Il trailer della nuova serie di Harry Potter sta riaccendendo discussioni, entusiasmi e, soprattutto, qualche piccolo dramma emotivo tra i millennial. Ma perché alcuni di noi fanno così fatica ad accettare l’arrivo di questo remake?

  • Un'ora fa
Emma Watson, Rupert Grint e Daniel Radcliffe, in una scena di "Harry Potter e la camera dei segreti"

Emma Watson, Rupert Grint e Daniel Radcliffe, in una scena di "Harry Potter e la camera dei segreti"

  • Keystone
Di: Giorgia Fasola  

Tutte le volte che mi imbatto nel trailer della nuova serie di Harry Potter ho sempre la stessa reazione: abbasso il volume e inizio a fare altro. Non riesco proprio a guardarlo, ma che problemi ho?

Ero in terza elementare quando sotto l’albero ho trovato La pietra filosofale, e in quinta quando con un gruppo di amici sono andata al cinema a guardare il primo capitolo della saga. Un colpo di fulmine assoluto, come per molti altri millennial.

Harry Potter si è infilato nelle nostre vite molto velocemente: libro dopo libro, film dopo film, ha creato un mondo in cui siamo entrati senza neanche accorgercene e da cui, a un certo punto, non volevamo più uscire. Pottermore, le casate, i nomi magici, le bacchette, la Burrobirra, il binario 9¾. Riassumere la portata di Harry Potter per la nostra generazione è quasi impossibile: è stata una specie di ecosistema culturale totale, che ha funzionato su più livelli contemporaneamente.

Io, ad esempio, sono il caso perfetto: libri, cofanetti, maratone continue, visita agli Universal Studios con quattro ore di fila per l’esperienza da Olivander, addirittura l’acquisto di un ciondolo Giratempo. Dunque mi sono chiesta: che fare del “nuovo” Harry Potter? Cosa pensare? Come reagire?

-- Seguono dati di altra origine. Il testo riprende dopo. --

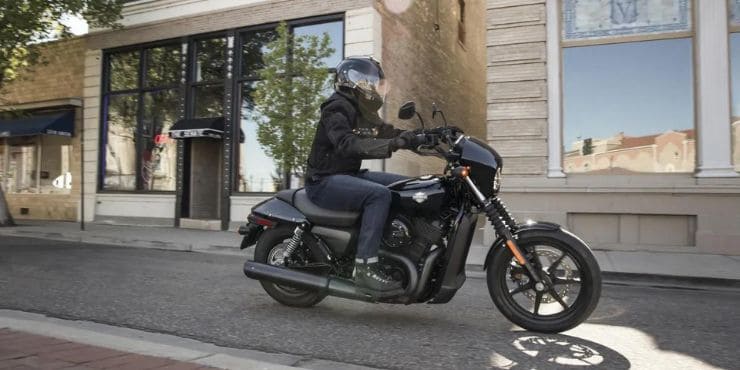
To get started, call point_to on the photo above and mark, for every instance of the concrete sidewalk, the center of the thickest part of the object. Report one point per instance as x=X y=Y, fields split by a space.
x=34 y=341
x=706 y=268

La verità è che non sono stati solo libri o film. Sono stati più di dieci anni della mia vita. E non anni qualsiasi: quelli che mi hanno vista cambiare scuola, colore di capelli, amicizie e tante altre cose, tipo l’identità. E in mezzo a tutto questo caos, Harry Potter era una delle poche cose ferme. Stesso mondo, stessi personaggi, stessa scuola: una costante dentro una vita che costante non lo era per niente.

E forse è proprio questo il punto: Harry Potter ci ha accompagnati mentre scoprivamo le diverse versioni di noi stessi. E J.K.Rowling, nel bene e nel male, ci ha insegnato esattamente questo principio: che nessuno è mai solo una cosa. Ci ha insegnato che le nostre contraddizioni interne sono semplicemente parte di ciò che siamo.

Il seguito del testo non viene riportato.